Khrouchtchev a été clairement ébranlé par les développements. Ses adversaires ont gagné en force et, en mai 1957, ont failli l’évincer. Lorsqu’une majorité au Présidium du Comité central (le Politburo) a voté pour le destituer, seule son action rapide pour convoquer une réunion plénière du Comité central lui a donné une majorité. Ce sont ses adversaires, notamment les vétérans Vyacheslav Molotov et Lazar Kaganovitch, qui ont été déposés.
Mais sept ans plus tard, les conservateurs ont réussi à le renverser. Vingt ans de Leonid Brejnev ont suivi, au cours desquels le temps a été ramené, sinon au stalinisme à grande échelle, du moins en partie. Mais il y avait des communistes qui n’oubliaient jamais Khrouchtchev, et en particulier son « discours secret ». L’un était Mikhaïl Gorbatchev, qui avait été étudiant à l’Université de Moscou en 1956. Lorsqu’il est arrivé au pouvoir en 1985, il était déterminé à poursuivre l’œuvre de Khrouchtchev en réformant l’Union soviétique et en l’ouvrant au reste du monde. Plus d’une fois, il a félicité publiquement son prédécesseur pour son courage à prononcer le discours et à poursuivre le processus de déstalinisation.Certains peuvent douter que l’Union soviétique de Staline ait jamais pu être réformée, mais Khrouchtchev n’était pas parmi eux – et Gorbatchev non plus, en effet. Mais après deux décennies de décadence sous Brejnev, même lui n’a pas pu maintenir la cohésion du pays. On peut bien affirmer que le «discours secret» a été le plus important du siècle, plantant la graine qui a finalement causé la disparition de l’URSS.
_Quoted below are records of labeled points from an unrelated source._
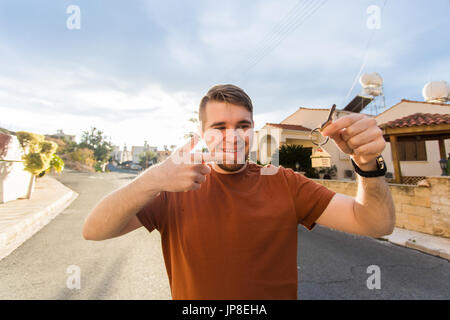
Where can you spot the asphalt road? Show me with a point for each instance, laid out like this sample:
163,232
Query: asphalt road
331,264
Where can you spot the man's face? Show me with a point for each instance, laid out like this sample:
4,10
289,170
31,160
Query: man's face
228,128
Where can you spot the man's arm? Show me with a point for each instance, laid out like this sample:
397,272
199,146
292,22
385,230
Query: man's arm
371,212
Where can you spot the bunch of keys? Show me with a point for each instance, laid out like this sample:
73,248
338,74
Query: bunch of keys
321,158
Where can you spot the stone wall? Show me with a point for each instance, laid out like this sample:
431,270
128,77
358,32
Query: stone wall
419,208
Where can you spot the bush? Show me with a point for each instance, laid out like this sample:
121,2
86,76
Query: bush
38,152
84,156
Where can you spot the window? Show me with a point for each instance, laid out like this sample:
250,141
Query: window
412,151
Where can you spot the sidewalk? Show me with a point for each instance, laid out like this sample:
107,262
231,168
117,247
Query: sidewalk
21,219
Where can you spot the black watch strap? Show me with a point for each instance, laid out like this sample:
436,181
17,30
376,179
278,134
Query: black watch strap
381,171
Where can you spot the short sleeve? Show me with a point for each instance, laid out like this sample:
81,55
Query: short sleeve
310,198
152,214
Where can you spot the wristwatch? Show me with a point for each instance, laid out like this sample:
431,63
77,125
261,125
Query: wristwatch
381,171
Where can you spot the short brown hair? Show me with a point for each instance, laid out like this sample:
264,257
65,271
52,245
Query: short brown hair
226,93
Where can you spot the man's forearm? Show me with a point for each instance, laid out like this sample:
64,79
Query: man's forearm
374,207
115,210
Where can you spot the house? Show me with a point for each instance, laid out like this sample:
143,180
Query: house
419,158
120,156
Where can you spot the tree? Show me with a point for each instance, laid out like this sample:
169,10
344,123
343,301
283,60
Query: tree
95,141
194,121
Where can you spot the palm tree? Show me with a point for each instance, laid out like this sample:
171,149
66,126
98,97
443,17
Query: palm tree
291,154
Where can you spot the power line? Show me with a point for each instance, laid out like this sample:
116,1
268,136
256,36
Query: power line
278,29
364,61
299,20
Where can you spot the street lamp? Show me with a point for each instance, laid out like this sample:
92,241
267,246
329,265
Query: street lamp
443,163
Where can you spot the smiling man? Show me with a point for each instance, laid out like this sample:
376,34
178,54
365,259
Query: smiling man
230,232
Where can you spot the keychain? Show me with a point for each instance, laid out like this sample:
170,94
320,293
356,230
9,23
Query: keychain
321,158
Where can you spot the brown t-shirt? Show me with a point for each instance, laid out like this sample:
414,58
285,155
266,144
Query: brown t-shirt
236,236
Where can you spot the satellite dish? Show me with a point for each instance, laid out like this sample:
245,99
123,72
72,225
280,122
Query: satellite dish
372,84
436,91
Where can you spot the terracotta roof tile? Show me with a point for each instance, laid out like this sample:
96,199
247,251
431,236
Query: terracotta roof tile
418,119
288,126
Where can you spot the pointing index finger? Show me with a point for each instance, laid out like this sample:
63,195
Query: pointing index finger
190,144
341,123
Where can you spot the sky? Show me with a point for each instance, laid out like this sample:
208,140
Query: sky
137,69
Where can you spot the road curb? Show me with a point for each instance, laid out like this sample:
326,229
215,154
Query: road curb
14,236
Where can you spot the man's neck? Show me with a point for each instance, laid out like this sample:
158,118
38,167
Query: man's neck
220,170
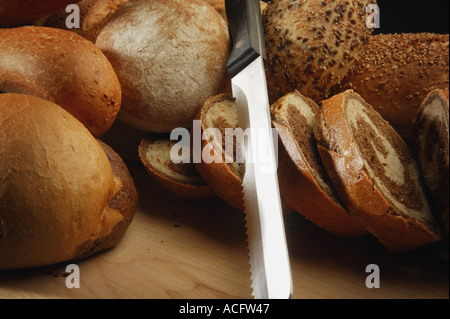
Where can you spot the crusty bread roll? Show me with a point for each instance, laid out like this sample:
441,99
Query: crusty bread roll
64,68
312,44
180,178
304,183
61,198
177,59
14,13
94,14
223,174
395,73
375,174
430,144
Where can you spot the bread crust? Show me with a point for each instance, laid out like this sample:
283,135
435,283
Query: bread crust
345,166
311,45
14,13
60,198
184,62
224,182
64,68
196,191
395,72
299,186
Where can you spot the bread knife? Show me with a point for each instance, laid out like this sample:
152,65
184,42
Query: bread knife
269,259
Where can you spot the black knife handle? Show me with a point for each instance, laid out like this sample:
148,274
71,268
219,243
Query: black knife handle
247,34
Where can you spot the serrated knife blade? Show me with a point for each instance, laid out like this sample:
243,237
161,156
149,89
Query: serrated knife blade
269,259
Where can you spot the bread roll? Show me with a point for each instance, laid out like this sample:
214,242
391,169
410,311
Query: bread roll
182,178
14,13
430,144
304,183
312,44
395,73
375,174
224,175
64,68
61,198
177,59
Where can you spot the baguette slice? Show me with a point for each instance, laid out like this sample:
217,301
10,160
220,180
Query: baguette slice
375,173
430,144
224,176
182,179
304,183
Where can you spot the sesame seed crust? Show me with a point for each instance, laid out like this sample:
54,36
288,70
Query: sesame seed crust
312,44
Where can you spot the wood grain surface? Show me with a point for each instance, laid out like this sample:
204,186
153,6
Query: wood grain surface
181,249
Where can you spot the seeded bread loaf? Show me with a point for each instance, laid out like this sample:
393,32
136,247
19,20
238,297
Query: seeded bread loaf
180,178
304,183
430,144
177,59
312,44
395,72
64,68
375,174
63,194
94,14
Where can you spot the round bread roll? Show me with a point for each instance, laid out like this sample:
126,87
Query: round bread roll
175,61
94,14
14,13
395,73
430,144
182,179
61,198
375,174
64,68
304,183
311,45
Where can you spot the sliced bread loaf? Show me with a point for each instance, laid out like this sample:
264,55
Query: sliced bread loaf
429,142
182,178
304,183
375,174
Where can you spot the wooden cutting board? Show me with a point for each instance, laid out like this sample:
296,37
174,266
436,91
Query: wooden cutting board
177,248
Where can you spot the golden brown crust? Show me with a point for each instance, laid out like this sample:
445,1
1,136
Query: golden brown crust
311,45
64,68
226,184
14,13
299,186
395,72
192,190
345,166
124,202
94,14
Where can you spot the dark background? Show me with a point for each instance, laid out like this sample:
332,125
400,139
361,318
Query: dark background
401,16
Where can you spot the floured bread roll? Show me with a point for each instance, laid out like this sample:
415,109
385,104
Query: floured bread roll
375,173
304,183
180,178
430,143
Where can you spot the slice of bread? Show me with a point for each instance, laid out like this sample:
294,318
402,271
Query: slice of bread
430,144
375,174
223,174
182,179
304,183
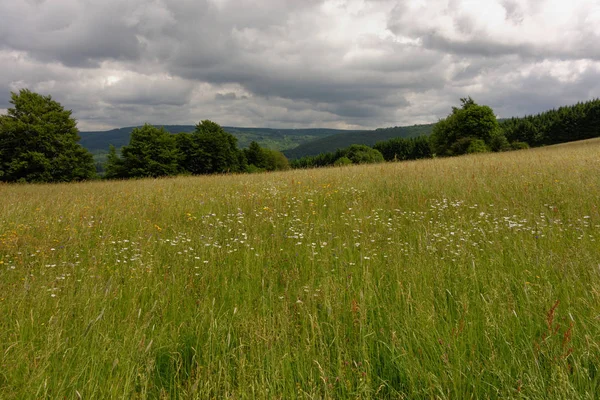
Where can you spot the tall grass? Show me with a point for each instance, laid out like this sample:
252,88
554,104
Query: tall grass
471,277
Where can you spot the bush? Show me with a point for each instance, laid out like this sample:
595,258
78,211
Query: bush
519,145
362,154
477,146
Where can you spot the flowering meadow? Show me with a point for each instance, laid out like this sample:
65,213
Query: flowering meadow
469,277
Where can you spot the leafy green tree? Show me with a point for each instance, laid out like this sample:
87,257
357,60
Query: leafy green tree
275,160
114,167
39,142
152,152
255,155
455,134
209,150
363,154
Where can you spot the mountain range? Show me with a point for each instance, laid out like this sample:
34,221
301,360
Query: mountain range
294,143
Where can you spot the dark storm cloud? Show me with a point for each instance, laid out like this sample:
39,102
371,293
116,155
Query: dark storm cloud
338,63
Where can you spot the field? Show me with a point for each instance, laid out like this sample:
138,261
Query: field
470,277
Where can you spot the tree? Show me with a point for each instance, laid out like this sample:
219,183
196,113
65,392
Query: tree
255,155
260,159
471,128
363,154
151,152
209,149
39,142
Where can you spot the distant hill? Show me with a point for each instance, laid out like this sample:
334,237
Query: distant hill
276,139
342,140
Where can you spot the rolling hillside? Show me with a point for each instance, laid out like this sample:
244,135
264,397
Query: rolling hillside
342,140
276,139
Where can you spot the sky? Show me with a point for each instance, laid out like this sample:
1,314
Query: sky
347,64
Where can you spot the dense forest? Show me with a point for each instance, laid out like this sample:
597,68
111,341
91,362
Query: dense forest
473,129
39,142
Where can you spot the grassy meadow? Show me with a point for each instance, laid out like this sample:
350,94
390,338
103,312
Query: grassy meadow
469,277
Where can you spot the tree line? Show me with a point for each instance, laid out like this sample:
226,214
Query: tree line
474,128
39,143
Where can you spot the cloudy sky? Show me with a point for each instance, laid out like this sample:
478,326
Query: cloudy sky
298,63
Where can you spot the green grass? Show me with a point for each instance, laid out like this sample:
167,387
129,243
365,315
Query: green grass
472,277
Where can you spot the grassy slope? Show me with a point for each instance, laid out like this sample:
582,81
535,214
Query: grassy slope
450,278
343,140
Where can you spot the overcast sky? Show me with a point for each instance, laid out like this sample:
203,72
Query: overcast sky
298,63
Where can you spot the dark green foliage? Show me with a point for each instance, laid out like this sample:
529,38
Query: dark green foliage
260,159
362,154
460,132
577,122
255,155
277,139
114,168
346,139
39,142
210,150
152,152
477,146
400,149
356,154
519,145
340,162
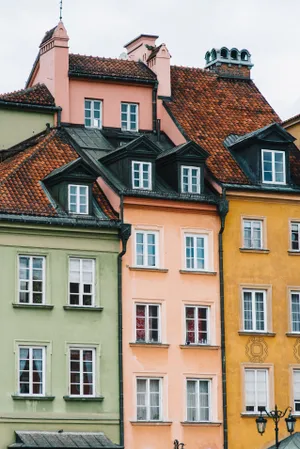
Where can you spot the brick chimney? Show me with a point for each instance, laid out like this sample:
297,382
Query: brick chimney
143,49
227,63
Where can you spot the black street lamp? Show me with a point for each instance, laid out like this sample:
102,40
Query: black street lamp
276,415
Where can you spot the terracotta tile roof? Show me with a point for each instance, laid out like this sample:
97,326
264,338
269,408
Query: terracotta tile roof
36,95
81,65
208,108
21,190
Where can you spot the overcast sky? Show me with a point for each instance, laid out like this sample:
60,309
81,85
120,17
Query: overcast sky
269,29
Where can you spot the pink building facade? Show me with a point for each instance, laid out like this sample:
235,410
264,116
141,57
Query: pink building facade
172,376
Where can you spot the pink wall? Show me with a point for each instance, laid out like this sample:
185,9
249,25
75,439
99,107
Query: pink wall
112,94
172,290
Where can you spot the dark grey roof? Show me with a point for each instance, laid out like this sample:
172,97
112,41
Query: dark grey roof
33,439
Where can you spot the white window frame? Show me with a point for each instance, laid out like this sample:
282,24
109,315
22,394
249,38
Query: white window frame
252,221
128,121
253,291
30,280
208,312
43,348
145,245
148,379
255,411
141,177
189,175
81,349
81,293
209,381
92,113
147,306
205,239
273,152
77,186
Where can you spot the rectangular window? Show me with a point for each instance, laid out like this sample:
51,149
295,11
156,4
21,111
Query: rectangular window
196,252
253,234
78,199
295,236
190,179
93,113
146,249
31,279
147,323
256,389
198,400
273,167
296,382
31,377
197,325
82,372
148,399
129,117
81,282
141,175
295,311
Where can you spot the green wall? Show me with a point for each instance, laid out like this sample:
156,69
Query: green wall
58,328
16,125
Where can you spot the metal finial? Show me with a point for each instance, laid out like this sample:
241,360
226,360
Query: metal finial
60,10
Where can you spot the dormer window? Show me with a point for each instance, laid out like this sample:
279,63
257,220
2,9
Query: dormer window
142,175
190,179
78,199
273,167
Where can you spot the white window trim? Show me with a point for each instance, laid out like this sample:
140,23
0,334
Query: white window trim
92,113
43,348
81,259
157,255
147,305
190,168
30,281
128,116
81,349
148,397
253,291
273,166
196,306
206,255
255,368
78,199
210,402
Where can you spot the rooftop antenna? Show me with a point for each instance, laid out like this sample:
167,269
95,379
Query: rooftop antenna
60,10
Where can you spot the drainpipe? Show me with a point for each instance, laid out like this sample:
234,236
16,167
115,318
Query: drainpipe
124,235
223,210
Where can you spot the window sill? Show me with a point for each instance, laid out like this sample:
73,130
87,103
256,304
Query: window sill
201,424
83,399
84,308
17,397
260,334
158,270
151,423
210,273
199,347
149,345
17,305
254,250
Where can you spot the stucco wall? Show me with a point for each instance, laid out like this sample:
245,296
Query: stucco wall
16,126
58,328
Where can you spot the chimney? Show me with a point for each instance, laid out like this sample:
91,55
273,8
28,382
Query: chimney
54,66
143,49
229,63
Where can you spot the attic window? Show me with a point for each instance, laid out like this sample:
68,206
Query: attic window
78,199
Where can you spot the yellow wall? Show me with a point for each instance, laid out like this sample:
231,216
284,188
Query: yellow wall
279,270
16,125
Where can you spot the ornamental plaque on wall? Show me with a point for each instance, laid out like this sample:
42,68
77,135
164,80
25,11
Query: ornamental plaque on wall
257,349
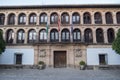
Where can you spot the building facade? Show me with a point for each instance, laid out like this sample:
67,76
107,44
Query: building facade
60,35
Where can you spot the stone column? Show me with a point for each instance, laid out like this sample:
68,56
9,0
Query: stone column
94,36
16,19
92,18
82,35
103,18
48,22
36,52
105,36
81,17
26,37
6,19
15,36
114,18
37,23
59,32
27,19
71,37
4,35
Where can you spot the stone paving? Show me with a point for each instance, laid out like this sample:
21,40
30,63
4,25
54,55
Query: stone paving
58,74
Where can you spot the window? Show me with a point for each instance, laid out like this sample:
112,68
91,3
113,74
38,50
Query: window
102,59
65,18
43,18
20,36
109,19
54,36
11,19
22,18
87,18
54,18
98,18
43,35
32,36
10,36
76,35
32,18
76,18
2,19
65,35
110,35
99,36
88,36
118,17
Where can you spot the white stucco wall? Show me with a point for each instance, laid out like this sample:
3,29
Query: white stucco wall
8,57
93,56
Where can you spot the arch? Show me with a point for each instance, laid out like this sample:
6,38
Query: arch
43,18
42,35
65,35
86,18
118,17
76,35
88,35
20,36
32,36
10,36
65,18
22,19
32,18
54,35
11,19
110,35
109,18
75,18
99,36
54,18
2,19
98,18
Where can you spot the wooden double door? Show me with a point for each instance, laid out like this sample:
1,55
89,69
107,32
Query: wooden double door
59,59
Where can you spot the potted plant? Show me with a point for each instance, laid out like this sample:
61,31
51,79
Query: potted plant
82,65
41,65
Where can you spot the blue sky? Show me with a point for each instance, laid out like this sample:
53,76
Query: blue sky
53,2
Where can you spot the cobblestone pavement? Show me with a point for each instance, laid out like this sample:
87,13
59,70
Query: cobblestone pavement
58,74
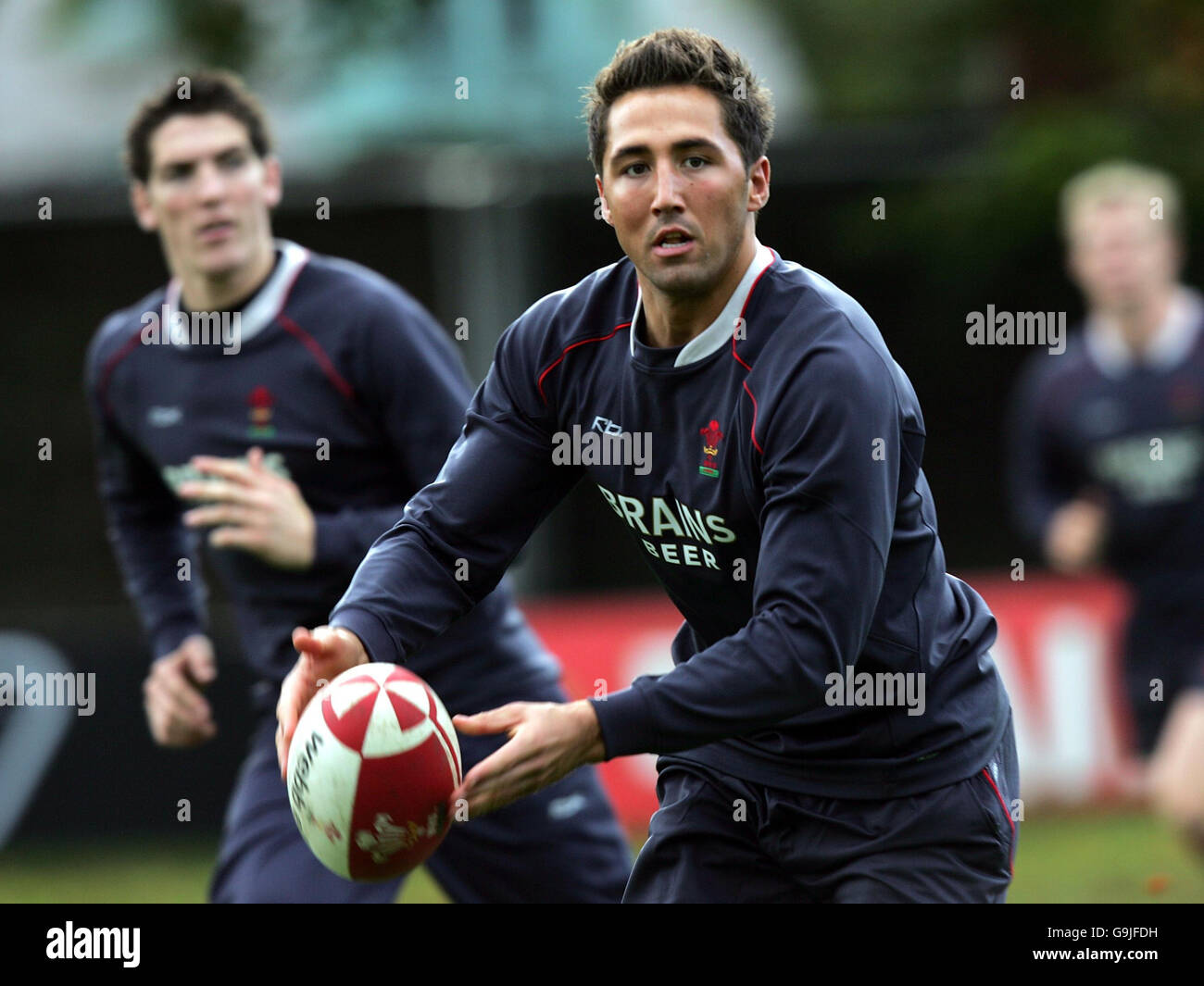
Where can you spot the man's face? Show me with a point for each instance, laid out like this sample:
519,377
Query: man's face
208,194
1120,256
675,189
Ce que les Moscovites pensent de Khrouchtchev aujourd’huiMarina Okrugina, 95 ans, ancienne prisonnière du Goulag
« Je suis né en Sibérie en 1910. Mon père y avait été exilé à l’époque tsariste après avoir tué un cosaque qui avait attaqué une manifestation ouvrière à laquelle il participait. En 1941, je travaillais en Mongolie comme dactylographe pour un groupe de journalistes. Ils produisaient un journal destiné à être distribué en Mandchourie dans l’espoir de nous rendre les Chinois sympathiques. Mais le censeur a décidé qu’il s’agissait d’une « provocation ». Nous avons tous été arrêtés et envoyés au Goulag. Quand la guerre a éclaté, les hommes ont été envoyés au front et j’ai été laissé derrière. J’ai passé huit ans dans les camps. En 1945, j’appris que mes deux fils étaient morts lors du blocus de Leningrad et que mon mari avait péri en combattant à Smolensk. J’ai été libéré en 1949, mais pas autorisé à vivre dans les 39 plus grandes villes de l’Union soviétique. Je suis resté en Extrême-Orient et j’ai dû me présenter à la police chaque semaine. Je n’avais pas de vie. Mes seuls amis étaient d’anciens détenus. Lorsque Staline est mort en 1953, nous avons fermé la porte hermétiquement et avons dansé de joie. Enfin, en 1956, quelques mois après le discours de Khrouchtchev, j’ai été pleinement réhabilité. Ma vie a changé. Je pourrais voyager. J’ai eu un travail décent et une pension. Nous, anciens prisonniers, étions très reconnaissants de la bravoure de Khrouchtchev.